Stone, le monde est stone

- Tu me promets de ne pas boire, hein ?

- Mais non, c'est bon, je suis pas stupide non plus...

- Sûr sûr, hein ?

- Mais oui, sûr sûr....

Je n'ai pas dû beaucoup insister pour obtenir les clés. De toute façon, à mon âge, je ne risque plus grand chose. Pas de menace de fessées, je demande plus par politesse qu'autre chose. Elle m'aurait dit non, je me serais quand même servi en faisant croire que je partais à pied. Je veux les clés, je les prends. Point barre.

Même si ma promesse n'était qu'une demi vérité.

Non, je ne boirais pas une goutte d'alcool, promis, juré, craché. Pour le reste par contre, je n'ai rien promis. Et ça tombe bien. Ce soir j'ai l'intention de tirer sur mon premier joint.

Dix huit ans, c'est un peu tard, j'en conviens. Mais jusque là, je n'ai pas voulu suivre la mode. Je trouvais ça con de reproduire le même schéma que les autres, de prendre la posture du rebelle en suivant le groupe des yeux rouges. Et puis ceux que je voyais fumer terminaient irrémédiablement seuls, l'air passablement embrumés, allant se coucher avant les autres, incapables d'articuler deux mots, tombant de sommeil comme des vieux papys fatigués.

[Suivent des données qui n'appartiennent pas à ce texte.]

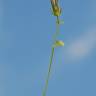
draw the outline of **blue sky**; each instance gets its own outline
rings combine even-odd
[[[60,0],[60,40],[47,96],[96,96],[96,0]],[[49,0],[0,0],[0,96],[42,96],[55,33]]]

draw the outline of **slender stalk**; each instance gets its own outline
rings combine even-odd
[[[47,88],[48,88],[48,82],[49,82],[49,77],[50,77],[51,68],[52,68],[53,55],[54,55],[54,47],[51,50],[50,63],[49,63],[49,67],[48,67],[48,75],[47,75],[47,79],[46,79],[46,83],[45,83],[45,87],[44,87],[44,91],[43,91],[43,95],[42,96],[46,96],[46,92],[47,92]]]
[[[53,37],[53,45],[56,42],[57,36],[59,35],[59,17],[57,16],[56,19],[56,33],[55,36]],[[47,78],[46,78],[46,82],[45,82],[45,87],[43,90],[43,94],[42,96],[46,96],[46,92],[47,92],[47,88],[48,88],[48,83],[49,83],[49,78],[51,75],[51,69],[52,69],[52,61],[53,61],[53,56],[54,56],[54,47],[52,45],[52,50],[51,50],[51,56],[50,56],[50,63],[49,63],[49,67],[48,67],[48,74],[47,74]]]

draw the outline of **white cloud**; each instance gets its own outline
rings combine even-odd
[[[66,46],[66,45],[65,45]],[[88,56],[96,48],[96,27],[84,32],[80,37],[70,42],[65,49],[66,62],[80,60]]]

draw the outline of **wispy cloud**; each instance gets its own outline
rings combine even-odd
[[[66,61],[77,61],[88,56],[96,48],[96,27],[84,32],[65,49]]]

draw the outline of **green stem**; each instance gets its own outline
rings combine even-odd
[[[46,92],[47,92],[47,88],[48,88],[48,82],[49,82],[49,77],[50,77],[51,68],[52,68],[53,55],[54,55],[54,47],[52,48],[52,52],[51,52],[51,56],[50,56],[50,63],[49,63],[49,67],[48,67],[48,75],[47,75],[45,88],[44,88],[42,96],[46,96]]]
[[[55,36],[53,37],[53,45],[56,42],[56,39],[59,35],[59,17],[57,16],[57,20],[56,20],[56,33]],[[48,82],[49,82],[49,78],[50,78],[50,74],[51,74],[51,69],[52,69],[52,61],[53,61],[53,56],[54,56],[54,47],[52,46],[52,50],[51,50],[51,56],[50,56],[50,63],[49,63],[49,67],[48,67],[48,74],[47,74],[47,78],[46,78],[46,82],[45,82],[45,87],[43,90],[43,94],[42,96],[46,96],[46,92],[47,92],[47,88],[48,88]]]

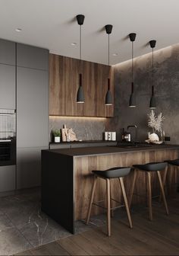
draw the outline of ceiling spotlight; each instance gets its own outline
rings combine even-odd
[[[17,27],[17,28],[16,28],[16,32],[21,32],[22,31],[22,29],[21,28],[19,28],[19,27]]]

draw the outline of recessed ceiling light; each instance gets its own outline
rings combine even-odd
[[[21,28],[19,28],[19,27],[17,27],[17,28],[16,28],[16,32],[21,32],[22,31],[22,29]]]

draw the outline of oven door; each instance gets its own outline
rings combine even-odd
[[[0,140],[0,166],[16,164],[15,139]]]

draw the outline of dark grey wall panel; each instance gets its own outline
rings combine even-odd
[[[17,188],[41,185],[42,148],[20,148],[17,149]]]
[[[0,192],[15,189],[15,165],[0,166]]]
[[[0,64],[0,108],[16,108],[15,89],[15,66]]]
[[[162,112],[163,129],[171,136],[170,143],[179,143],[179,44],[154,52],[154,85],[157,102],[155,113]],[[152,130],[147,126],[150,112],[152,85],[152,54],[134,59],[134,91],[137,107],[129,107],[131,85],[131,62],[115,66],[115,117],[107,120],[106,130],[116,130],[121,139],[121,130],[127,125],[138,126],[138,138],[147,139]],[[132,130],[131,130],[132,131]],[[135,138],[135,133],[132,136]]]
[[[49,50],[17,43],[17,66],[36,69],[49,69]]]
[[[17,146],[48,146],[49,78],[42,70],[17,69]]]
[[[15,43],[0,39],[0,63],[16,65]]]

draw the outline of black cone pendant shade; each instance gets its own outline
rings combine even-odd
[[[83,25],[84,22],[84,15],[83,14],[77,15],[77,24],[80,26],[80,59],[81,61],[81,25]],[[79,74],[79,88],[77,90],[77,102],[84,103],[84,94],[83,94],[83,89],[82,87],[82,74]]]
[[[153,48],[156,44],[156,40],[149,41],[150,47],[152,49],[152,95],[149,102],[150,109],[155,109],[156,107],[156,101],[154,95],[154,85],[153,85]]]
[[[135,33],[130,33],[129,34],[129,38],[130,42],[132,42],[132,82],[131,82],[131,94],[130,96],[129,100],[129,107],[136,107],[136,96],[133,93],[133,42],[136,40],[136,34]]]
[[[112,95],[110,91],[110,79],[108,78],[108,91],[105,94],[105,105],[112,105]]]
[[[84,94],[82,87],[82,74],[79,75],[79,88],[77,90],[77,103],[84,103]]]
[[[105,25],[105,32],[108,35],[108,66],[109,66],[109,34],[111,34],[112,25]],[[110,91],[110,78],[108,78],[108,91],[105,94],[105,105],[112,105],[112,94]]]

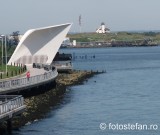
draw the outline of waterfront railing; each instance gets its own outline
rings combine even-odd
[[[43,83],[56,78],[57,75],[58,75],[58,72],[55,69],[53,71],[51,70],[51,71],[45,72],[44,74],[41,74],[41,75],[32,76],[30,78],[19,78],[19,79],[2,81],[0,82],[0,92]]]

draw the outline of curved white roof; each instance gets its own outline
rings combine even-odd
[[[33,57],[42,56],[47,57],[45,58],[46,64],[51,64],[70,27],[71,24],[68,23],[28,30],[21,38],[8,65],[19,62],[20,64],[32,64]],[[28,63],[26,59],[30,59]]]

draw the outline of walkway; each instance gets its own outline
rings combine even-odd
[[[31,74],[29,80],[24,75],[20,78],[12,78],[9,80],[1,81],[0,94],[8,94],[11,92],[17,92],[35,86],[39,86],[40,84],[44,84],[54,80],[58,75],[56,69],[53,71],[52,70],[46,71],[43,68],[38,69],[38,68],[32,68],[31,66],[28,66],[27,69],[30,71]]]

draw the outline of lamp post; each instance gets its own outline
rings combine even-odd
[[[2,37],[2,67],[3,67],[3,37],[4,35],[1,35],[1,37]]]
[[[5,35],[6,74],[7,74],[7,36]]]

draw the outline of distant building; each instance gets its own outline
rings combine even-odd
[[[107,28],[104,23],[101,23],[101,26],[96,30],[96,33],[110,33],[110,29]]]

Si la mode, c'était de ressembler à des centenaires de quinze ans, je m'en passais sans problème. Merci

Alors pourquoi ce soir spécialement ?

Il y a toujours plein de bonnes raisons dont on ne se souvient plus par la suite. Peut être simplement que j'étais prêt. Que je n'étais pas si loin, à peine deux kilomètres pour rentrer, et que j'avais de très bons guides à mes côtés. Notamment un ami, spécialiste en drogues douces, véritable expert en expédition mentale. Je me sentais en sécurité. Je ne me méfiais plus des joints. Et puis enfin, il faut bien essayer une fois pour se faire un avis.

Pendant que tout le monde roulait, j'allumais ma clope, attendant patiemment que les premiers collages se terminent.

En fond musical, les Floyds  nous jouaient la dépression en multipiste. Discussions classiques de mecs qui roulent

- T'entends le bruit du clocher derrière ? Ecoute... il y a même une voix d'enfant en surimpression...

- D't'façon, j'fait mon BTS,  voilà, après je leur dit c'est bon, quoi,  salut...

- La première fois, on était trois. T'sais c'est tout petit en fait. T'ouvres, tu lêches et t'attend un peu que les premiers effets montent...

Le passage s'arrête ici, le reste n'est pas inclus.